Oscar Wilde fans are in for a treat at this year’s Bridport Literary Festival when writer Matthew Sturgis unveils the first major biography on the poet and playwright in thirty years.
The talk on Oscar: A Life takes place in the ballroom of The Bull Hotel, Bridport, on Thursday 8 November at 2.30pm, and is in addition to the events already lined up in the programme. Tickets, at £10 are, available online at bridlit.com or from Bridport Tourist Information Centre on 01308 424901.
Wilde’s life – like his wit – was alive with paradox. He was both an early exponent and victim of ‘celebrity culture’. Ridiculed and disparaged, his successes were resented. He had a genius for comedy but strove to write tragedies. He was happily married and yet his love of men became his ultimate downfall.
Matthew Sturgis, who was widely praised for his biography of artist Walter Sickert, brings alive the radical ideas, the distinctive characters and the flaring colours of the fin de siècle to write the richest account of Wilde’s life to date.
For example, did you know Wilde’s brother nicknamed him Lawn Tennysonian? That he ardently wished that he had blonde hair? And advocated finely-spun woollen underwear?
Following in the footsteps of Oscar Wilde – from his birthplace in Dublin and walking the literary streets of Paris, to the high altitudes of the Rockies and the discovery of a young woman to whom Wilde ‘lost his heart’, the shadowy corners of Reading and Wandsworth prisons — acclaimed historical biographer Matthew Sturgis uncovers and brings together fascinating new material and recent research to create the first full major biography in thirty years.
Written with the perspective of an historian, rather than a literary critic, Sturgis aims to set Wilde in the context of his times and give a sense of his life as he experienced it, rather than with the foreboding of his final years.
Through extensive research, taking over six years, Sturgis has dug into Wilde’s past and brought a new focus to bear on many areas of his life which have been overlooked, or hurried past, by previous biographers.
These include as his schooldays at Portora, friendships with the heirs to the Pre-Raphaelite tradition, the importance of George Lewis in his early career, the particular dynamics of his relationship with Whistler, his early plays (Vera and The Duchess of Padua) and his editorship of Woman’s World.
Even someone with an expert knowledge of Wilde’s life will find much that is new and unfamiliar in every chapter of this captivating biography.

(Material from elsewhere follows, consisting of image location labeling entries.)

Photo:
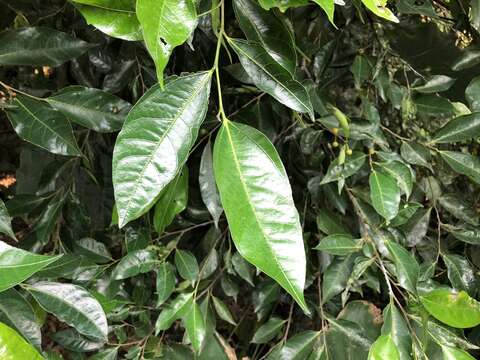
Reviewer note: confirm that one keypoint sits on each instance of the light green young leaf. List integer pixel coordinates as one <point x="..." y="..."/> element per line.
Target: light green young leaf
<point x="114" y="18"/>
<point x="456" y="309"/>
<point x="17" y="265"/>
<point x="166" y="24"/>
<point x="74" y="306"/>
<point x="385" y="194"/>
<point x="14" y="347"/>
<point x="271" y="77"/>
<point x="256" y="195"/>
<point x="155" y="141"/>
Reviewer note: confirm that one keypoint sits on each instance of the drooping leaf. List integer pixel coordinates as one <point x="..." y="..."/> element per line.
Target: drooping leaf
<point x="92" y="108"/>
<point x="21" y="316"/>
<point x="384" y="348"/>
<point x="186" y="264"/>
<point x="74" y="306"/>
<point x="271" y="77"/>
<point x="249" y="172"/>
<point x="134" y="263"/>
<point x="407" y="268"/>
<point x="269" y="30"/>
<point x="455" y="309"/>
<point x="172" y="201"/>
<point x="39" y="46"/>
<point x="38" y="123"/>
<point x="195" y="326"/>
<point x="462" y="128"/>
<point x="166" y="24"/>
<point x="165" y="282"/>
<point x="14" y="347"/>
<point x="208" y="187"/>
<point x="155" y="140"/>
<point x="268" y="331"/>
<point x="464" y="164"/>
<point x="385" y="194"/>
<point x="17" y="265"/>
<point x="338" y="244"/>
<point x="5" y="221"/>
<point x="114" y="18"/>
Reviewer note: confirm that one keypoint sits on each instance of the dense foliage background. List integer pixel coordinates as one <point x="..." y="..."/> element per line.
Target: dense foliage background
<point x="374" y="113"/>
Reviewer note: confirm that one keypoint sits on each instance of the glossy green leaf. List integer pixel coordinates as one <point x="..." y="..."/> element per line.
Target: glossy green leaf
<point x="172" y="201"/>
<point x="384" y="348"/>
<point x="195" y="326"/>
<point x="14" y="347"/>
<point x="5" y="221"/>
<point x="268" y="331"/>
<point x="462" y="128"/>
<point x="407" y="268"/>
<point x="223" y="311"/>
<point x="460" y="273"/>
<point x="17" y="265"/>
<point x="271" y="77"/>
<point x="166" y="24"/>
<point x="256" y="195"/>
<point x="155" y="141"/>
<point x="19" y="314"/>
<point x="436" y="83"/>
<point x="338" y="244"/>
<point x="208" y="187"/>
<point x="113" y="17"/>
<point x="134" y="263"/>
<point x="415" y="154"/>
<point x="93" y="249"/>
<point x="186" y="264"/>
<point x="38" y="123"/>
<point x="74" y="306"/>
<point x="176" y="309"/>
<point x="165" y="282"/>
<point x="455" y="309"/>
<point x="385" y="194"/>
<point x="450" y="353"/>
<point x="92" y="108"/>
<point x="39" y="46"/>
<point x="464" y="164"/>
<point x="269" y="30"/>
<point x="395" y="325"/>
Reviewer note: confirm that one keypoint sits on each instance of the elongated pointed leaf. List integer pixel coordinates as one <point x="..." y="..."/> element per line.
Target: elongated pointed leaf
<point x="385" y="194"/>
<point x="269" y="30"/>
<point x="407" y="269"/>
<point x="14" y="347"/>
<point x="455" y="309"/>
<point x="38" y="123"/>
<point x="195" y="326"/>
<point x="17" y="265"/>
<point x="73" y="305"/>
<point x="464" y="164"/>
<point x="155" y="141"/>
<point x="165" y="24"/>
<point x="134" y="263"/>
<point x="39" y="46"/>
<point x="91" y="108"/>
<point x="271" y="77"/>
<point x="462" y="128"/>
<point x="21" y="315"/>
<point x="114" y="18"/>
<point x="5" y="221"/>
<point x="258" y="203"/>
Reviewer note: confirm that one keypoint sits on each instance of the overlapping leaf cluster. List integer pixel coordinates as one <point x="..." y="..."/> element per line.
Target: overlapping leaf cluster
<point x="212" y="179"/>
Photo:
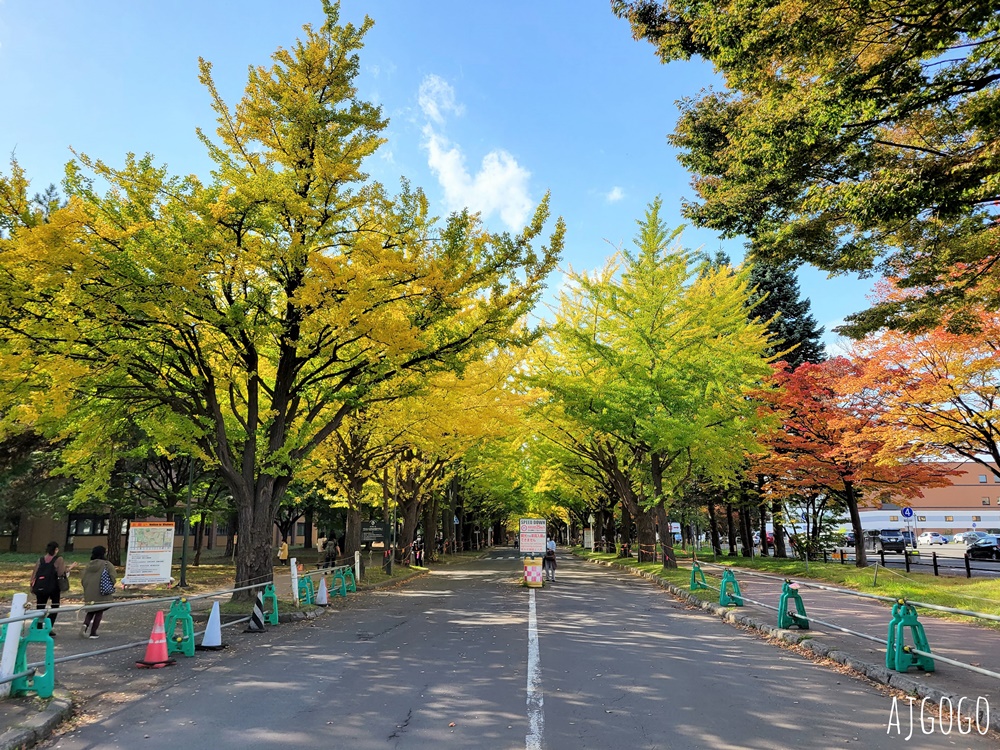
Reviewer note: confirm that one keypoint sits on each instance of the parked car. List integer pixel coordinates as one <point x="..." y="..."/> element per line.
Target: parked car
<point x="884" y="540"/>
<point x="987" y="547"/>
<point x="967" y="537"/>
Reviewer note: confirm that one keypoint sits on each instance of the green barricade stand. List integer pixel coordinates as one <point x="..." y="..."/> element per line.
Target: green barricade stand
<point x="786" y="619"/>
<point x="898" y="656"/>
<point x="180" y="614"/>
<point x="725" y="598"/>
<point x="42" y="683"/>
<point x="270" y="595"/>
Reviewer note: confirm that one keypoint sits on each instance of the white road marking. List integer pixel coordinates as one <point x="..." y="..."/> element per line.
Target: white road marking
<point x="536" y="717"/>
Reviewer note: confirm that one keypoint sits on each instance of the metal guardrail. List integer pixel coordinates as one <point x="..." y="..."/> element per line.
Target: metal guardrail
<point x="38" y="614"/>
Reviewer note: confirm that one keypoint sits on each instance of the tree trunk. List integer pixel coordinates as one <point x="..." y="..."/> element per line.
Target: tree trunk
<point x="666" y="535"/>
<point x="199" y="537"/>
<point x="713" y="531"/>
<point x="114" y="551"/>
<point x="307" y="537"/>
<point x="779" y="530"/>
<point x="731" y="524"/>
<point x="860" y="556"/>
<point x="746" y="533"/>
<point x="669" y="556"/>
<point x="254" y="553"/>
<point x="352" y="533"/>
<point x="431" y="511"/>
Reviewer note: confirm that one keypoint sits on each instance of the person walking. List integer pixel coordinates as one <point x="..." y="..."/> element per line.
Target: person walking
<point x="45" y="578"/>
<point x="98" y="581"/>
<point x="549" y="560"/>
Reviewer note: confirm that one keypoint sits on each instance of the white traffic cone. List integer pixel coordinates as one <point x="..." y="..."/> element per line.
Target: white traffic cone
<point x="322" y="599"/>
<point x="212" y="639"/>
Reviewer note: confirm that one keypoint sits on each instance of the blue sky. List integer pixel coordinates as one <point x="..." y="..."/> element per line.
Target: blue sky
<point x="490" y="104"/>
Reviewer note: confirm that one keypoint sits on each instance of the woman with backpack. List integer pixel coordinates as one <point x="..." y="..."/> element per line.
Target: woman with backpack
<point x="98" y="581"/>
<point x="49" y="571"/>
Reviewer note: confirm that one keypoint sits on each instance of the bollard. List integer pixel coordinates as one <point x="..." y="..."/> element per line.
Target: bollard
<point x="725" y="598"/>
<point x="180" y="614"/>
<point x="697" y="577"/>
<point x="898" y="656"/>
<point x="787" y="619"/>
<point x="270" y="595"/>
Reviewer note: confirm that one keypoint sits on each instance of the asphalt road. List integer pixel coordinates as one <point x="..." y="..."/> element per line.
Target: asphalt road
<point x="466" y="657"/>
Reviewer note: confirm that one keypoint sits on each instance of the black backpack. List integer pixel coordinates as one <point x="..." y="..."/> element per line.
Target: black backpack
<point x="45" y="578"/>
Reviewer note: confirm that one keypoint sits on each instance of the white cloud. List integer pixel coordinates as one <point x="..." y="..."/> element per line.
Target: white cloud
<point x="499" y="187"/>
<point x="437" y="98"/>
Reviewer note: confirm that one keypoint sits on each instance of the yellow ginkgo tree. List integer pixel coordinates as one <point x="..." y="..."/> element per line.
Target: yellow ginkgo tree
<point x="248" y="315"/>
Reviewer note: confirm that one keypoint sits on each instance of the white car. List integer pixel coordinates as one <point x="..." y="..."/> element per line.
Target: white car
<point x="966" y="537"/>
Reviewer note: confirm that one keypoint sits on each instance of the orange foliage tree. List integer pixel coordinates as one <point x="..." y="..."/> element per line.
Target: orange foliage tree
<point x="942" y="386"/>
<point x="831" y="441"/>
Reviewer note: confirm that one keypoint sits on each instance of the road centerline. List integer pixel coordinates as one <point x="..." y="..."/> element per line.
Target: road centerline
<point x="536" y="715"/>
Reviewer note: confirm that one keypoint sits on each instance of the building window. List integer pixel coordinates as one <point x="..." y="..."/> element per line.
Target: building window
<point x="87" y="525"/>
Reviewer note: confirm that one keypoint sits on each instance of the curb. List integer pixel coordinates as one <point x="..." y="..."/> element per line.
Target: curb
<point x="874" y="672"/>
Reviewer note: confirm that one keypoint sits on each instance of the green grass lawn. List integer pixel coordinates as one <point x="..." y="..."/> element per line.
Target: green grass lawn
<point x="974" y="594"/>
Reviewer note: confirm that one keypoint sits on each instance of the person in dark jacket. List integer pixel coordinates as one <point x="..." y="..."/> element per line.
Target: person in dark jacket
<point x="51" y="567"/>
<point x="91" y="580"/>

Matthew Sturgis is a London-based writer with a particular enthusiasm for the cultural world of the late-nineteenth century. He is the author of acclaimed biographies Aubrey Beardsley: A Biography (Flamingo 1999) and Walter Sickert: A Life (Harper Perennial 2011). As well as other non-fiction titles, he is the co-author of The Downton Abbey Chronicles (Collins 2012). He is a member of the Oscar Wilde Society and contributes to their journal The Wildean. He also previously contributed to the TLS, Daily Telegraph and Independent on Sunday.
Oscar: A Life by Matthew Sturgis is published by Head of Zeus on 4 October in hardback at £25.